“Barcos de papel” – Capítulo 15 b

Por Dionisio Rodríguez Mejías.

2.- “Love me, please love me”.

Aunque sabía que me equivocaba, me gustó mucho que pidiera mi opinión. Quizás era la muestra de que empezaba a tomarme en serio.

—Bueno, si quieres que vaya, te acompañaré. ¿Pero tú crees que averiguaré algo?

—Yo quiero que vengas. De verdad, de verdad. Para mí es importante. Por favor.

Me miraba a los ojos con tanto sentimiento, que no fui capaz de decirle que no.

—De acuerdo; pero avísame con tiempo. Recuerda que me levanto a las seis de la mañana. Y, sobre todo, que no sea un día de trabajo.

—Gracias. Eres un sol. Me voy a dormir; es muy tarde y estoy cansada. Cuando vayamos, tienes que ponerte guapo. ¿Vale?

—Vale.

La acompañé a la puerta y me quedé en el pasillo, hasta que me dijo adiós desde el descansillo de la escalera. A los pocos minutos, me llegó el rumor de la canción que le había regalado unos días antes de marcharme a Nuria: “Love me, please love me”. Intenté olvidarme del asunto, pero no fue fácil. Juré que era la última vez que me engatusaba con sus mimos y su carita de ángel. Me metí en la cama, pensando que tenía que levantarme a las seis; pero yo soy de esa clase de personas que, cuando tengo poco tiempo para dormir, en vez de aprovecharlo me desvelo. En el fondo, me había gustado que me lo pidiera.

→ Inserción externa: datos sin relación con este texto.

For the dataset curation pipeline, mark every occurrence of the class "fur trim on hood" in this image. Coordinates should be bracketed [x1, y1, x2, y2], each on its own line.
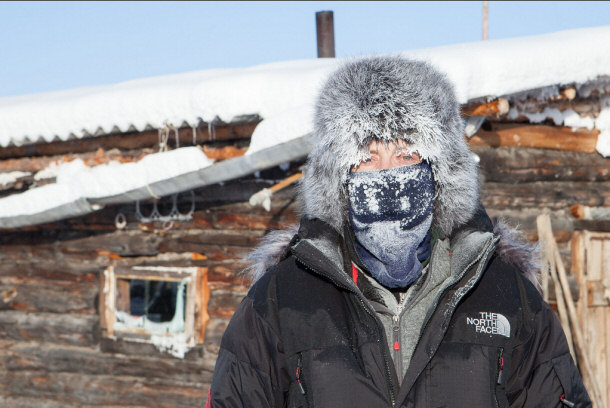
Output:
[300, 57, 479, 236]
[242, 222, 540, 290]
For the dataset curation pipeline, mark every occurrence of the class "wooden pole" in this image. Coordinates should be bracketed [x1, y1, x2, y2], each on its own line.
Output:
[483, 1, 489, 41]
[316, 11, 335, 58]
[537, 214, 604, 408]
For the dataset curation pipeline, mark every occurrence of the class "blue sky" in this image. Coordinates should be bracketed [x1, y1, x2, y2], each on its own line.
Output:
[0, 1, 610, 97]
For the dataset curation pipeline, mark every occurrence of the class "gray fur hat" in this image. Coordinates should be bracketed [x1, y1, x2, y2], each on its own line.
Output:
[300, 56, 479, 236]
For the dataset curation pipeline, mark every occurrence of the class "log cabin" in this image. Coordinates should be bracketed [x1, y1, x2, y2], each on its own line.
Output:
[0, 27, 610, 408]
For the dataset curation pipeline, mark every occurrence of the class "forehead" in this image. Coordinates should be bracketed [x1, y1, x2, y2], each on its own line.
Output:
[369, 139, 411, 152]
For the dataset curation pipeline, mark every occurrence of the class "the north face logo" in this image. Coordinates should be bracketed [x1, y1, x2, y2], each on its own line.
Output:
[466, 312, 510, 337]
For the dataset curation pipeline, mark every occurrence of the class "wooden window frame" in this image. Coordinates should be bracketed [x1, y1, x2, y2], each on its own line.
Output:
[99, 266, 210, 347]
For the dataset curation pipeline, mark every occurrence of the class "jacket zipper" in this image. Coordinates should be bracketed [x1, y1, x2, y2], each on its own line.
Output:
[494, 347, 504, 408]
[296, 353, 307, 395]
[292, 255, 396, 407]
[496, 347, 504, 385]
[392, 293, 407, 378]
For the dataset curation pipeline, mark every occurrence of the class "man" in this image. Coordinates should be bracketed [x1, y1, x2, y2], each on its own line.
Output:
[210, 57, 591, 408]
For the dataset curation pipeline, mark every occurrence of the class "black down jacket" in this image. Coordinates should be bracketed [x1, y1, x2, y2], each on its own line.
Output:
[209, 219, 591, 408]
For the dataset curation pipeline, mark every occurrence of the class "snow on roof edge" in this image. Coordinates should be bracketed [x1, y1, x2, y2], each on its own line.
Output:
[0, 26, 610, 146]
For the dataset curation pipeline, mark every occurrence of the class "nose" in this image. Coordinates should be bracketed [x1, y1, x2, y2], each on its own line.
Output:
[378, 154, 392, 170]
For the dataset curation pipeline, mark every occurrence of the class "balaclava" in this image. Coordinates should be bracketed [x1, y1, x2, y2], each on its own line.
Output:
[300, 56, 479, 241]
[347, 162, 434, 288]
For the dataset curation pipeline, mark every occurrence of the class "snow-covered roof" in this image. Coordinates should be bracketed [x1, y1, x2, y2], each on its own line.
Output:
[0, 26, 610, 146]
[0, 26, 610, 227]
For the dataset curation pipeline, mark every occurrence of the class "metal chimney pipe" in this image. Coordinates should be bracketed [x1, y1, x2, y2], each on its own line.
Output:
[316, 11, 335, 58]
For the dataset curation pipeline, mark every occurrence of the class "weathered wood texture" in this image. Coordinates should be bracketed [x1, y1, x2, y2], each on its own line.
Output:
[469, 122, 599, 153]
[0, 133, 610, 408]
[0, 174, 298, 408]
[0, 116, 260, 159]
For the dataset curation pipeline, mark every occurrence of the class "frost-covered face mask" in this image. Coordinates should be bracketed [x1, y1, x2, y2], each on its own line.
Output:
[347, 162, 434, 288]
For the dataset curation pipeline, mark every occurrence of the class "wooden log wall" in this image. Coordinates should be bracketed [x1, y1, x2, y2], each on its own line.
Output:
[0, 167, 298, 408]
[0, 89, 610, 408]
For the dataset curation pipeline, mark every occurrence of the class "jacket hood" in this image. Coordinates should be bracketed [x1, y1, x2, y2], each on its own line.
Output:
[300, 57, 479, 236]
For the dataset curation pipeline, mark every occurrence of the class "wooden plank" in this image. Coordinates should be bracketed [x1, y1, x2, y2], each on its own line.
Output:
[116, 277, 131, 313]
[600, 304, 610, 407]
[0, 395, 81, 408]
[460, 98, 510, 117]
[0, 118, 260, 159]
[0, 310, 99, 346]
[0, 262, 100, 283]
[0, 371, 206, 408]
[472, 146, 610, 183]
[481, 181, 610, 210]
[573, 220, 610, 232]
[195, 268, 210, 343]
[0, 342, 216, 383]
[570, 231, 589, 336]
[467, 123, 599, 153]
[0, 282, 98, 314]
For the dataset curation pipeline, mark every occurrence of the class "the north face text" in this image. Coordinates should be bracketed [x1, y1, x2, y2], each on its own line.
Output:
[466, 312, 510, 337]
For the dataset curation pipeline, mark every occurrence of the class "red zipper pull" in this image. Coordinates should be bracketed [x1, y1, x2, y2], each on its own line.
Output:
[497, 349, 504, 384]
[559, 394, 576, 408]
[297, 366, 305, 395]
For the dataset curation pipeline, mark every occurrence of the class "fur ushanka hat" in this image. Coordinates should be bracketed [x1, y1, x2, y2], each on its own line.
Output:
[300, 57, 479, 236]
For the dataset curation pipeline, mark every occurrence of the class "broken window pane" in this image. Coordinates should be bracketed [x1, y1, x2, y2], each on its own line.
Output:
[115, 279, 187, 333]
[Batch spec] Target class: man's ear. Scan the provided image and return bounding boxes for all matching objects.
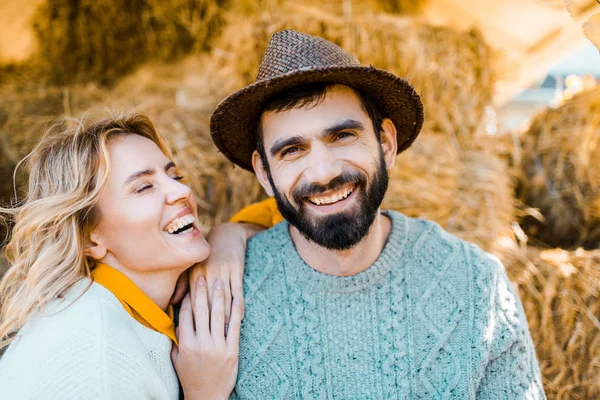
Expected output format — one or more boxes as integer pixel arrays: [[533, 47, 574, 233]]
[[381, 118, 398, 170], [85, 230, 107, 261], [252, 150, 274, 197]]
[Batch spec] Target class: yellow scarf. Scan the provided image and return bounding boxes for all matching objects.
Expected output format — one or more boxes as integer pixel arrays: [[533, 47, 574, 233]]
[[92, 264, 177, 344]]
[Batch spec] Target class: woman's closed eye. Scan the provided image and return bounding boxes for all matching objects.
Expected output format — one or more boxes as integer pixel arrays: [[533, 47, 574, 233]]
[[135, 183, 152, 193], [281, 146, 301, 158], [335, 131, 355, 140]]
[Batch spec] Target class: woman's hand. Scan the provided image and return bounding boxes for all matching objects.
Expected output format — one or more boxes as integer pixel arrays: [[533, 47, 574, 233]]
[[190, 223, 264, 324], [171, 276, 243, 400]]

Empecé a pensar que el amor exige ciertas concesiones, y que si pretendía que las cosas mejoraran entre nosotros, tenía que mostrarme más tolerante con ella. Olga era mucho más joven que yo y, en definitiva, sólo hacía lo que haría cualquier chica a su edad. Ella misma lo dijo aquella noche: «Soy una veleta, y estoy perdiendo el control».

Aunque me dolían aquellos devaneos con un hombre de la edad de Santamaría, pensaba que aquella relación tenía los días contados y que hubiera sido peor que saliera con alguien de mi edad. Me faltaba el aire, cuando recordaba cómo su jefe la empujaba contra la puerta de la pensión y la besaba, la noche que los encontré a mi regreso de la universidad; pero seguro que no era capaz de llegar más lejos. Esos pensamientos era mejor olvidarlos. ¿Qué derecho tenía a meterme en su vida? Me había confesado sus dudas y parecía que le importaba mi opinión. Mucho más me dolía recordar el día que me arrastré ante ella, diciéndole que la quería y que estaba dispuesto a arrodillarme, si me lo pedía. ¡Qué falta de dignidad! Ni los críos se comportan así.

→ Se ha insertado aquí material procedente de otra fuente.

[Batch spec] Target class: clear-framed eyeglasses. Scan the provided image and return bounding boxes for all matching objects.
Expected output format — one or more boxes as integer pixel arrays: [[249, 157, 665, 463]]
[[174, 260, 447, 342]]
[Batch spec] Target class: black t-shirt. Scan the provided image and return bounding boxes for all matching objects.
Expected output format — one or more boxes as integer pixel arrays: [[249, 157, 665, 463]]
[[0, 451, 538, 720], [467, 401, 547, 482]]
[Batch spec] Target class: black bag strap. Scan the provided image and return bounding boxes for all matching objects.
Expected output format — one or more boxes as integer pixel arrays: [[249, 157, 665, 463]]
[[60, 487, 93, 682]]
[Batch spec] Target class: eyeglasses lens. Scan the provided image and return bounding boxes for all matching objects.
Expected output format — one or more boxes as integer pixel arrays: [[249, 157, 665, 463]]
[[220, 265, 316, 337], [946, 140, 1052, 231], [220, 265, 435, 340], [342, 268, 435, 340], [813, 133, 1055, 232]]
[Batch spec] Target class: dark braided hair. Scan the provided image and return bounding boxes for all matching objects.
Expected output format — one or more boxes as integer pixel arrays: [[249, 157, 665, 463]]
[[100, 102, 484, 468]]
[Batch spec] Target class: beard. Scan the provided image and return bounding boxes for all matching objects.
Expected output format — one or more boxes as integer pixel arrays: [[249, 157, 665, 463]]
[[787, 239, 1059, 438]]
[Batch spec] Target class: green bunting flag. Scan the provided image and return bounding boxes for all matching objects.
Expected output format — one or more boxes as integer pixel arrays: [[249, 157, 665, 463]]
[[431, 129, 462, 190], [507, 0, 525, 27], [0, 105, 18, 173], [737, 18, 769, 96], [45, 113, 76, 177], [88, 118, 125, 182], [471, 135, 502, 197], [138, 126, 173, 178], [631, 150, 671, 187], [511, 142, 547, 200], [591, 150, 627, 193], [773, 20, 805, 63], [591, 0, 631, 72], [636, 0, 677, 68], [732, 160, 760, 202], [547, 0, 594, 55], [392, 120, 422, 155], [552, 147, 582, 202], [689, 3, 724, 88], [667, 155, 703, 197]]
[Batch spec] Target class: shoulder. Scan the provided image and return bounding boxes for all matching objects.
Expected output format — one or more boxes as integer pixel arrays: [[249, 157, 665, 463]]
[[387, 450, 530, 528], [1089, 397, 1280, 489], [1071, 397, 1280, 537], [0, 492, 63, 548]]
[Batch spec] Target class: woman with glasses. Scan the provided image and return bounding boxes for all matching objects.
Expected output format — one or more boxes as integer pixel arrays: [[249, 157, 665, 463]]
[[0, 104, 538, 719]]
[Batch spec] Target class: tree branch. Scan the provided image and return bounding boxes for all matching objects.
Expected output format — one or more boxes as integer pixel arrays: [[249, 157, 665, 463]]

Pero la pasión siempre ha sido el origen de las locuras más impensables, incluso en personas tan apocadas como yo. Si lo pensaba con detenimiento, tenía que admitir que la idea de conocerlo no estaba tan mal para estar al tanto de sus debilidades. «Las prisas son para los ladrones y los malos toreros» ‑dice el refrán‑; y a mí, el sentimiento de la prisa nunca me ha abandonado; incluso hoy, que no tengo grandes obligaciones que cumplir, los días se me hacen cortos. La prisa me sacaba de quicio. Después de tantos años de abstinencia, pensaba que ya no tenía edad para perder ni un día de tiempo. Me imaginaba pasando las noches a su lado, amándola, estrujando su cuerpo contra el mío, hasta llegar a esos sublimes momentos del amor con ella, entre mis brazos, ardiendo de placer. Estaba seguro de que ella acabaría por aburrirse de un viejo como Santamaría; pero ese día no llegaba.